肩の一般論
肩は手を上にあげたり、物を持つときに負担がかかる関節です。洗濯物を干すときや服を着るときに痛みを覚えることが多く、痛みにより日常生活に支障が出ることも多くなっています。また、スポーツで痛めることも多くなっており、正確な診断と正しい治療が必要になってきます。
肩の構造
肩は肩甲骨と上腕骨が構成しています。肩甲骨は受け皿のようにへこんでおり(関節窩)、上腕骨は球状に丸くなっていて(上腕骨頭)肩甲骨の受け皿にはまり込んでいます。上腕骨頭は4つの筋肉(棘上筋、棘下筋、肩甲下筋、小円筋)が覆っており、この筋肉が集まって腱板を構成しています。この腱板が上腕骨に力を加えることで肩を動かすことができます。また、肩関節は関節包という袋に包まれており、関節を支えています。よって、肩の痛みや動きの悪さの原因は骨、筋肉、関節包のどれか一つもしくは複数の異常により引き起こされます。
肩関節の骨
肩の筋肉 前方
肩の筋肉 後方
肩の症状
最も多いものは肩を動かしたり負担をかけた時の痛みと、動かせる範囲が狭くなる可動域制限が挙げられます。
肩の代表的な疾患
肩関節脱臼
いわゆる「肩が外れた」というものです。上腕骨頭がはまり込んでいた関節窩から外れ、元に戻らなくなった状態をいいます。脱臼の原因は強い外傷(交通事故や転倒、ラグビーなどのスポーツで強い衝撃を受けた時)が多くなっています。脱臼したときは強い痛みのために肩が動かせなくなり、病院に駆け込んでくる人もたくさんいます。治療としては医師が力を入れて元の関節の位置に戻しますが、脱臼したときに肩を支える組織が損傷して脱臼が癖になることもあり、高齢者よりも若い人に脱臼癖が残りやすくなっています。
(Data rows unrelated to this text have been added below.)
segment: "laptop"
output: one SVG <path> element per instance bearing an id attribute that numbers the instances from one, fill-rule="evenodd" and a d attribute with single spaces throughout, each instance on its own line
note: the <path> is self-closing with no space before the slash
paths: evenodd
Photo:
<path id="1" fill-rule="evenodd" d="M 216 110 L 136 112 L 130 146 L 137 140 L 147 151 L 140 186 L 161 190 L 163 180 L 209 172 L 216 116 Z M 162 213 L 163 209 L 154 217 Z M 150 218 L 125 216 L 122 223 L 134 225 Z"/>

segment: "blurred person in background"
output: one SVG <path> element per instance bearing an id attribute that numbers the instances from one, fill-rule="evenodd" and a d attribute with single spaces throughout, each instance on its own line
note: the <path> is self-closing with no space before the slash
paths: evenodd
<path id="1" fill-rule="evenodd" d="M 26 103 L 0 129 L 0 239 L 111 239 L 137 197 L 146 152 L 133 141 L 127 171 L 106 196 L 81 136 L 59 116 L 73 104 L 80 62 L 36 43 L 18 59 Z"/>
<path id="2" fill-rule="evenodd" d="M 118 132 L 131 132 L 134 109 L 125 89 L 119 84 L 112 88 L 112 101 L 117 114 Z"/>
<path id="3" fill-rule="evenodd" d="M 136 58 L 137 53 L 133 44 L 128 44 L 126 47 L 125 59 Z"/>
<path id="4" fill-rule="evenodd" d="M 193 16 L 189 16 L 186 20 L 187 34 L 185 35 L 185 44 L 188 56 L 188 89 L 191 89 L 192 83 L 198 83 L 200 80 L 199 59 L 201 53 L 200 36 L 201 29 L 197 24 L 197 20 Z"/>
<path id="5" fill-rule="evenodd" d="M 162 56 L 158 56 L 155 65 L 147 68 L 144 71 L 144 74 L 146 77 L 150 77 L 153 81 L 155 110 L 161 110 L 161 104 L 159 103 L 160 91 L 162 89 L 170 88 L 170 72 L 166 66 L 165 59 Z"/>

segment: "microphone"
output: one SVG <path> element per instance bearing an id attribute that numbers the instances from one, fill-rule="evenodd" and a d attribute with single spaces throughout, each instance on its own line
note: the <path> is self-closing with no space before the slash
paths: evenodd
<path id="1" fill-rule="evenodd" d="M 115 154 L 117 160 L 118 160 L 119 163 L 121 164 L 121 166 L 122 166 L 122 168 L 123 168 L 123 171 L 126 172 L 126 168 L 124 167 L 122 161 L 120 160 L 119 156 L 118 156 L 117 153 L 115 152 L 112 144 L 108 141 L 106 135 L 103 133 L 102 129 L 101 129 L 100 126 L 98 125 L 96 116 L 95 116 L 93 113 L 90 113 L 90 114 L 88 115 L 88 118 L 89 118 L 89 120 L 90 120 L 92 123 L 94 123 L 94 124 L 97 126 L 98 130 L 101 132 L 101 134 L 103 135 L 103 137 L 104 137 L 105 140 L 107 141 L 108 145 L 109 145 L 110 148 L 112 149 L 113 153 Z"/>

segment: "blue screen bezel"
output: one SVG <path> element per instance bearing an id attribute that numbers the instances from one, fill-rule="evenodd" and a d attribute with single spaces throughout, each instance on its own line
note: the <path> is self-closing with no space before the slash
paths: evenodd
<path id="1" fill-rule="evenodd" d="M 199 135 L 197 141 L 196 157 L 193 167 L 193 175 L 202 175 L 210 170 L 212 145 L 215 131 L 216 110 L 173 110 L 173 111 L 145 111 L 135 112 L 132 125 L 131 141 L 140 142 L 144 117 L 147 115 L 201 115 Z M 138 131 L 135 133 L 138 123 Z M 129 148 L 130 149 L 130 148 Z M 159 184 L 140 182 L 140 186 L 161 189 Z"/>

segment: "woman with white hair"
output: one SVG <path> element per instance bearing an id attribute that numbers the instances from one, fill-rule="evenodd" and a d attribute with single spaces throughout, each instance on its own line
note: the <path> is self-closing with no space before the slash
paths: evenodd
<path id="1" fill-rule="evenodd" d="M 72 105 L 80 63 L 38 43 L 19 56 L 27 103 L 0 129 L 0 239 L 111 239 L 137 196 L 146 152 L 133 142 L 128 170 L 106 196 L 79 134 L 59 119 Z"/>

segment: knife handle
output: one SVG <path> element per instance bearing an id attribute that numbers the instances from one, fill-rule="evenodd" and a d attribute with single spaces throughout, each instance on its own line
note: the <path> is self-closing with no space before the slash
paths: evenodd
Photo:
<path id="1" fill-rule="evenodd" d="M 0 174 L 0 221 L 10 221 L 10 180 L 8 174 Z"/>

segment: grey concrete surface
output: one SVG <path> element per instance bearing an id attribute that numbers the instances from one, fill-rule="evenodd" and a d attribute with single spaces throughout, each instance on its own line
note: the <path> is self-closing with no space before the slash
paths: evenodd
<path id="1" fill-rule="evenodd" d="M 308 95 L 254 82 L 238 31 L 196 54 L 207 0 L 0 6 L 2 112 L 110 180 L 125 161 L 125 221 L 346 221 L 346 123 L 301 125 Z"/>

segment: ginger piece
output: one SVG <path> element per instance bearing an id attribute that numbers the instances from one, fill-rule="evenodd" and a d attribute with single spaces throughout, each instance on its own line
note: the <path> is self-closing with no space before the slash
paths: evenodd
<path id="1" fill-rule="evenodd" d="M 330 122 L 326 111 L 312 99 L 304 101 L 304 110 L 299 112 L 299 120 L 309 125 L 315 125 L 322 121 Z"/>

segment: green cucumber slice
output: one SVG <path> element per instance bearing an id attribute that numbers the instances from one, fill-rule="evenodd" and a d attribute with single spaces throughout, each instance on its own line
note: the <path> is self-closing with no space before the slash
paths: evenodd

脱臼癖が残ってしまった人は肩周囲の筋力増強と脱臼しやすい体位をとらないように指導することが重要ですが、何度も脱臼し私生活に悪影響があるときは手術をすることもあります。
正常のレントゲン
脱臼のレントゲン
骨折
肩の周囲の骨折として鎖骨、上腕骨の骨折は比較的よく見られます。骨のずれ具合を確認し、手術を行うか判断します。
肩関節周囲炎
いわゆる四十肩、五十肩です。特に誘引なく肩が痛くなるものであり、特に40~50歳に多いためこのような名前がついています。肩の周りの筋肉や関節包に何らかの原因によって炎症が起こり、痛みが出ます。この痛みは1-2週で落ち着いていきますが、肩の硬さや動かしたときの痛みや違和感が残存し、私生活に影響を出します。治療は湿布や痛み止めや注射を使って痛みをコントロールしつつリハビリテーションで動きを取り戻していきますが、数か月から1年以上にわたり痛みや違和感が続くことも多くなっています。中には石灰がたまって強い痛みを出すものもあります。
腱板損傷
若い人がスポーツで起こすこともありますが、患者の多くは高齢者です。肩の筋肉は年をとるにつれて弱く、もろくなっていきます。高齢者が転倒して軽く肩をぶつけただけで肩の筋肉である腱板が切れてしまうことがあり、これを腱板損傷と言います。当初は肩関節周囲炎と同じような経過をたどりますが、症状が長続きすることが多く、また関節の動きもかなり悪くなることが多くなっています。肩関節周囲炎と同じく処方とリハビリで経過を見ていきますが、症状が強い時は手術も考慮します。
肩こり
肩や首の周りの筋肉が痛みを出したり硬くなったりするものです。特に最近はスマホのやりすぎで痛みが出ることが多くなっています。湿布や痛み止めを使いつつリハビリを行って症状を緩和させていきますが、私生活や仕事環境の改善も重要です。
野球肩
少年野球をしている子供が肩の痛みを訴えるとこのけがを疑います。子供は骨や筋肉が未熟であり、球を投げるという負担を肩にかけすぎると肩の筋肉や骨が損傷することがあります。痛みは球を投げずに安静にしていると徐々に改善していきますが、野球を再開するとまた痛くなることが多くなっています。正しい投球フォームの習得と球数制限などで肩に負担をかけすぎないことが再発防止に重要です。
画像診断
レントゲンやCTでは骨の変形や骨折・脱臼の有無を確認することができます。また、腱板損傷を疑った際にはMRIを行うことで損傷した筋肉を確認することができます。
治療
薬による治療
痛みを落ち着かせるために痛み止めの内服や湿布を使っていきます。また、症状が強い人には注射をすることもあります。
物理療法
肩を温め、電気をかけて刺激を与えることで血行を改善、治癒を促します。
リハビリテーション
肩の疾患には肩の拘縮(固さ)が起こることが多くなっています。一度固くなった肩を再び満足に動かせるようになるにはリハビリが重要になっています。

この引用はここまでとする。